Максим безотрывно смотрит на меня пару минут, потом говорит:
– Смысл моей работы - суметь договориться. Со всеми: с клиентом, со следствием, с прокурором - хотя это не наш юридический принцип. Я имею в виду не сговор, не тайное соглашательство, запрещенное законом, а понимание противоположной позиции.
Тараканы,
– Грош мне цена, если я не могу с собственной женой договориться.
– Просто твоя собственная жена не твоя собственность, - каламбурю я.
– Не собственность, - соглашается адвокат Быстров, - здесь главное, что моя.
Несколько тараканов-присяжных вытирают платочками слезы умиления. Наверное, это женщины. Интересно! С гендерной точки зрения я еще о своих тараканах не думала.
– Не надо использовать на мне свои адвокатские приёмчики, - огрызаюсь я.
– И не думал, - отвечает бледный Максим.
– Ясность мышления предполагает ясность языка. Ни ты, ни я не можем мыслить ясно. Но это не повод отказываться от разговора. Если ты думаешь, что тогда, когда ты нас увидела, я мог просто выкрикнуть пару слов, остановив тебя и успокоив, то вынужден сказать - нет, не мог и не стал бы. Я сотни раз мысленно переиграл эту ситуацию по-другому. Уже после я нашел много, как мне кажется, достойных и верных способов тебе все объяснить. Но... post pugnam cum pugnis, non unda, после драки кулаками не машут.
– Увлекся латынью?
– спросила я, как тогда у него спросил Вовка.
– В моей жизни было только два увлечения, - отвечает Максим, и по мрачному выражению его лица я понимаю, что он тоже вспомнил про Вовку.
– Два увлечения, - тихо повторяю я, прижимая пальцы к вискам, они пульсируют так сильно, что мне больно.
"Что я говорил!"– судья плюгавенький злорадно усмехается.

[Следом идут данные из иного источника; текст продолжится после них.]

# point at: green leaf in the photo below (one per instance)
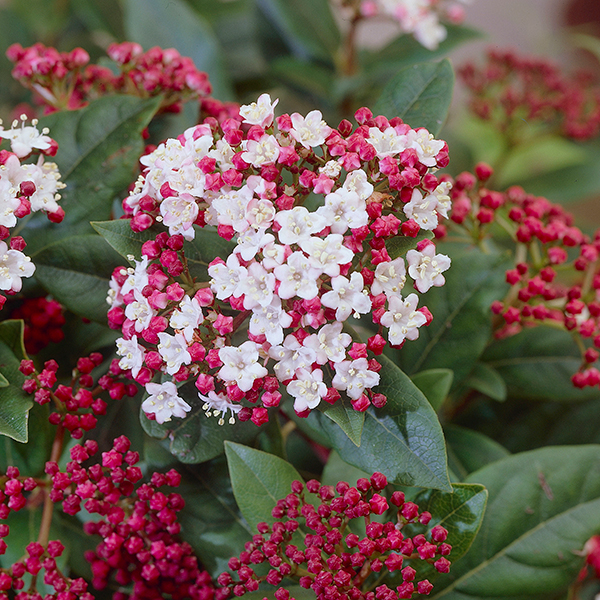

– Это Варя-девочка и Варя-женщина, два совершенно разных человека, каждую я люблю по-своему. И это единственные женщины, к которым тебе стоит ревновать.
Присяжные начинают аплодировать, несмотря на стуки молотка плюгавенького. В тараканьих рядах раскол. Плюгавенький быстро сменяет маскарадный костюм судьи на кожаную тужурку комиссара и начинает вербовать добровольцев. Присяжные отходят налево, под знамена двух отщепенцев.
– Кроме меня, внимать твоему ораторскому искусству некому, - говорю я мужу, помахав перед его лицом билетами.
– Все это прекрасно, но не отменяет Париж.
– Я объясню и это, - Максим явно не собирается уходить и не двигается с места, положив ногу на ногу.
– Это квартира моей бабушки. Это моя квартира. И я принимаю в ней только тех, кого хочу видеть сама, а не тех, кто хочет видеть меня.
– Например, Вову и Кирилла? Их ты хочешь видеть?
– тут же нападает Максим.
– Да! Хочу!
– отбиваюсь я, начиная лихорадочно запихивать билеты в карман его пиджака.
– Хочу и приглашу. Никто не мешает тебе приглашать в нашу... в свою квартиру твою Настю. Или ты купил ей отдельную?
Плюгавенький комиссар уже собрал из моих тараканов отряд ополченцев. Гренадеры Максима, стоящие фронтом напротив, изо всех сил сдерживают иронические смешки. Еще немного - и я не справлюсь с ситуацией: мое тараканье войско падет в неравной схватке.